Belgium and Luxembourg, 4 June 1984 and 6 June 2005

Bulgaria, 27 June 1989 (+ additional protocol of 26 June 2007)

Czech Republic, 8 December 2005

Denmark, 29 April 1985

Germany, 1 December 2003

Estonia, 2 September 1993

Greece, 25 June 1992

Spain, 14 November 2005

France, 26 November 2007

Italy, 28 January 1985

Cyprus, 15 January 2001

Latvia, 15 April 2004

Lithuania, 8 November 1993

Hungary, 29 May 1991

Malta, 22 February 2009

Netherlands, 26 November 2001

Austria, 12 September 1985

Poland, 7 June 1988

Portugal, 10 December 2005

Romania, 12 July 1994 (+ additional protocol of 16 April 2007)

Slovenia, 13 September 1993

Slovakia, 4 December 1991 (+ additional protocol of 7 December 2005)

Finland, 15 November 2004

Sweden, 29 March 1982 (+ protocol amendment of 27 September 2004)

United Kingdom, 15 May 1986

In addition, it will be the first BIT in force between China and Ireland.

Finally, there is no mention as to whether China will include Hong Kong SAR or Macau SAR within the territorial scope of this agreement.
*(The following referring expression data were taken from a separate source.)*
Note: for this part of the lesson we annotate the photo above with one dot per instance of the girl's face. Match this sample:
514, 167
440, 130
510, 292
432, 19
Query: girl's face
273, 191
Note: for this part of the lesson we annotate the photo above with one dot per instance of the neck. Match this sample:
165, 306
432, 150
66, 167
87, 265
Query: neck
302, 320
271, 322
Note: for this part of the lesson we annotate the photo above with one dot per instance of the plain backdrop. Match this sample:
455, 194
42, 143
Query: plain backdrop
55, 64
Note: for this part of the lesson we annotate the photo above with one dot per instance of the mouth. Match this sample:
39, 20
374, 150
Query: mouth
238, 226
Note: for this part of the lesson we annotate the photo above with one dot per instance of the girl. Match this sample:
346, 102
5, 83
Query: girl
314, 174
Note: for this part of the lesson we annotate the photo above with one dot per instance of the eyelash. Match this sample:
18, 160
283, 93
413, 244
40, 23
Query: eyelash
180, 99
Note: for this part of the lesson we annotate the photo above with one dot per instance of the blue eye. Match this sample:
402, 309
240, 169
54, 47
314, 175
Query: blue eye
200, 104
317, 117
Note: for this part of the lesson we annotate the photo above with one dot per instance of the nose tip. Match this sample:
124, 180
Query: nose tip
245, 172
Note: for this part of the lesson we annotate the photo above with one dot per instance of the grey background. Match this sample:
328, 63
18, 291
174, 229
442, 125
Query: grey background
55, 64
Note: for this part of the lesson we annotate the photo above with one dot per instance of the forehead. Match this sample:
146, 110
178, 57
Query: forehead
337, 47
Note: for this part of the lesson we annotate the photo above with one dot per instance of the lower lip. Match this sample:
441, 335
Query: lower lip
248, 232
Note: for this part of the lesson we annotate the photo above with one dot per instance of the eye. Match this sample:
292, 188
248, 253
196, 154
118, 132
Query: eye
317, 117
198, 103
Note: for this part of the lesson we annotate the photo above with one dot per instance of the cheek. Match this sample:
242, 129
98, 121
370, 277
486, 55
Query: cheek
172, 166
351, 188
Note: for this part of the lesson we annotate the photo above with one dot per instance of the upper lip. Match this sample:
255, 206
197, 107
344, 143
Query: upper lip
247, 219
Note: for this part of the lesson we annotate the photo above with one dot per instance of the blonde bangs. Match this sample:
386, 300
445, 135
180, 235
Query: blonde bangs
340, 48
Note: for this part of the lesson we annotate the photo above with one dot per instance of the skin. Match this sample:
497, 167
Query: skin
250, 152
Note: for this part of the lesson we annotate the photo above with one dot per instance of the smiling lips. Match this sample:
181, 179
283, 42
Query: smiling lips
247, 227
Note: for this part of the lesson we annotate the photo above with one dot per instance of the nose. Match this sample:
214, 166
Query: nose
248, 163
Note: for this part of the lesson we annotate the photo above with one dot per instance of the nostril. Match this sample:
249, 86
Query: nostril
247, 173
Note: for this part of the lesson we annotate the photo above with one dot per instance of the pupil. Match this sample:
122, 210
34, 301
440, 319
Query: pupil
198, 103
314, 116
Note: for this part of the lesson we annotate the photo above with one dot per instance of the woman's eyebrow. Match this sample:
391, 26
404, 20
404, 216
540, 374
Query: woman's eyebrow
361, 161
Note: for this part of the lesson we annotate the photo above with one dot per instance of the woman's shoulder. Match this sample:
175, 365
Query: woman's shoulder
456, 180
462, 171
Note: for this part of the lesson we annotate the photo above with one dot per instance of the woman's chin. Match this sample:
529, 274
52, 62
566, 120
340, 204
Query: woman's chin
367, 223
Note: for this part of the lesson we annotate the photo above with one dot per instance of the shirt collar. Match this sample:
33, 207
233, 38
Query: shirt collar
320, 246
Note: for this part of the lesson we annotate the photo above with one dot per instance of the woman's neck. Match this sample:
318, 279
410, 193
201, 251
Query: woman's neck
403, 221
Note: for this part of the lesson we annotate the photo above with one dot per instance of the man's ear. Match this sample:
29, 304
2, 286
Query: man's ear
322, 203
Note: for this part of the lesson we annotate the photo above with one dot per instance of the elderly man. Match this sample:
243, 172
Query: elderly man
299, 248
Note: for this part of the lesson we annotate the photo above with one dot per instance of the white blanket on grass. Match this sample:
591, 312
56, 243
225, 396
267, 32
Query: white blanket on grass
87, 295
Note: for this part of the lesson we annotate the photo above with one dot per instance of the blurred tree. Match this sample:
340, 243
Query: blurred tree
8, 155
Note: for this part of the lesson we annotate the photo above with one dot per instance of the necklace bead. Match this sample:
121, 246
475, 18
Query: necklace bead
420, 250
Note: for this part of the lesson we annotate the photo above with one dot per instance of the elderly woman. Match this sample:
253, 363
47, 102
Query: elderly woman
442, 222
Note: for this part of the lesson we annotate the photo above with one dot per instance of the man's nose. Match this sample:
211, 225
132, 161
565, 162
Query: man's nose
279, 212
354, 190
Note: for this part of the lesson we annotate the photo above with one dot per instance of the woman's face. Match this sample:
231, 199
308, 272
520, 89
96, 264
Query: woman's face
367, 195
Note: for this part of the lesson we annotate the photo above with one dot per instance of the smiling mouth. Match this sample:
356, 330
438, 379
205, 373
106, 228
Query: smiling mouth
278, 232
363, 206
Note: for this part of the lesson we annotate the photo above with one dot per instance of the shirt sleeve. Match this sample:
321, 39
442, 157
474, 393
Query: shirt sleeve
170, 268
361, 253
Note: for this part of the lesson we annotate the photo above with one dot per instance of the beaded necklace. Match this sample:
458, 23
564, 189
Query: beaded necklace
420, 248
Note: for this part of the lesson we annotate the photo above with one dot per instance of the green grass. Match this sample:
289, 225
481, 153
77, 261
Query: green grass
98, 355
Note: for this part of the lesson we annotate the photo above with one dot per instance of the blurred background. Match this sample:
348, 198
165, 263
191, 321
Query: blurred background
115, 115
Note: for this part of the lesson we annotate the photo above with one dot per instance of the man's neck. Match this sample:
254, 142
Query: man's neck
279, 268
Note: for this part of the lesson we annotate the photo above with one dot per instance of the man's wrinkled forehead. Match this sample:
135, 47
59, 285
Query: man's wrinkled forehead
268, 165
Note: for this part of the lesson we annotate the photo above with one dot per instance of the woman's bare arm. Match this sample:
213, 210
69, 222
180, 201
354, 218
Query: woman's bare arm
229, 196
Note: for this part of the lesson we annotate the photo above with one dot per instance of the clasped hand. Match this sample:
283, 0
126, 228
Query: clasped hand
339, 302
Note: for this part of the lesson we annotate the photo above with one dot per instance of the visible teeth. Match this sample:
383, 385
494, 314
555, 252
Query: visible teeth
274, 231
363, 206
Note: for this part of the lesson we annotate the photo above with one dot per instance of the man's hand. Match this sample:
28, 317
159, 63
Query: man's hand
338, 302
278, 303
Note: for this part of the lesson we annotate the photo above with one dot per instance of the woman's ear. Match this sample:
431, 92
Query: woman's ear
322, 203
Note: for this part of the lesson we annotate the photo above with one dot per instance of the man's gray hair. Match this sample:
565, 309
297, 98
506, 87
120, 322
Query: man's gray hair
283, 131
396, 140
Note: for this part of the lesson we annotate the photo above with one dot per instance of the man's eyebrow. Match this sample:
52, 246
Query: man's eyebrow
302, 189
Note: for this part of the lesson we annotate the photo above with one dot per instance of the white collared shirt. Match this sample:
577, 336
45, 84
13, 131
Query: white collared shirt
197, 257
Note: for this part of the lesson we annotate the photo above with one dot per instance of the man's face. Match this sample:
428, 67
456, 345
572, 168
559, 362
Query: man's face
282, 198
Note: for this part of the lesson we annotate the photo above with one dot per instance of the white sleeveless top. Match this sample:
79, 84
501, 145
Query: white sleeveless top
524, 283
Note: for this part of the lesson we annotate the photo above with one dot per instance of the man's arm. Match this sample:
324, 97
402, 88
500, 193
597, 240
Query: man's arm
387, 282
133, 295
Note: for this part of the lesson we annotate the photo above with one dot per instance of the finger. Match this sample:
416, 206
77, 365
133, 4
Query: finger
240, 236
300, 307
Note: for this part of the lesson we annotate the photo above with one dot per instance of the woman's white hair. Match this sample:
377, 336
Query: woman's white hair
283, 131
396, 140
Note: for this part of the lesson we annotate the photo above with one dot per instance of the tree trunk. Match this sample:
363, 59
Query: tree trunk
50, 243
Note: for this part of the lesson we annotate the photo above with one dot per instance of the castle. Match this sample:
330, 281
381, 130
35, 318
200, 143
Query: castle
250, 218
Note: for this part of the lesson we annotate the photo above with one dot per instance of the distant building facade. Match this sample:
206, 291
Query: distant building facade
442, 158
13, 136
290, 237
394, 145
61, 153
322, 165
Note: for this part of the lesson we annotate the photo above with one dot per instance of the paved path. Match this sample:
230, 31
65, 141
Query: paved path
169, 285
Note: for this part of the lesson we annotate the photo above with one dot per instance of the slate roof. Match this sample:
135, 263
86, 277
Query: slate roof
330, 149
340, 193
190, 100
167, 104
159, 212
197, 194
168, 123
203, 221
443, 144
It is to note that several EU Member States have notified the European Commission that they want to maintain in force or permit to enter into force the BITs they signed with Hong Kong and Macau, as follows[3]:

Belgium & Luxembourg-Hong Kong BIT, 7 October 1996.

Denmark-Hong Kong BIT, 2 February 1994.

Germany-Hong Kong BIT, 31 January 1996

France-Hong Kong BIT, 30 November 1995

Italy-Hong Kong BIT, 28 November 1995

Netherlands-Hong Kong BIT, 19 November 1992

Netherlands-Macau BIT, 22 May 2008

Austria-Hong Kong BIT, 11 October 1996

Portugal-Macau BIT, 17 May 2000

Finland-Hong Kong BIT, 2 July 2009

Sweden-Hong Kong BIT, 27 May 1994

United Kingdom-Hong Kong BIT, 30 July 1998

As in our previous conclusion, should China so decides, the abovementioned BITs would also be superseded by the proposed EU-China agreement.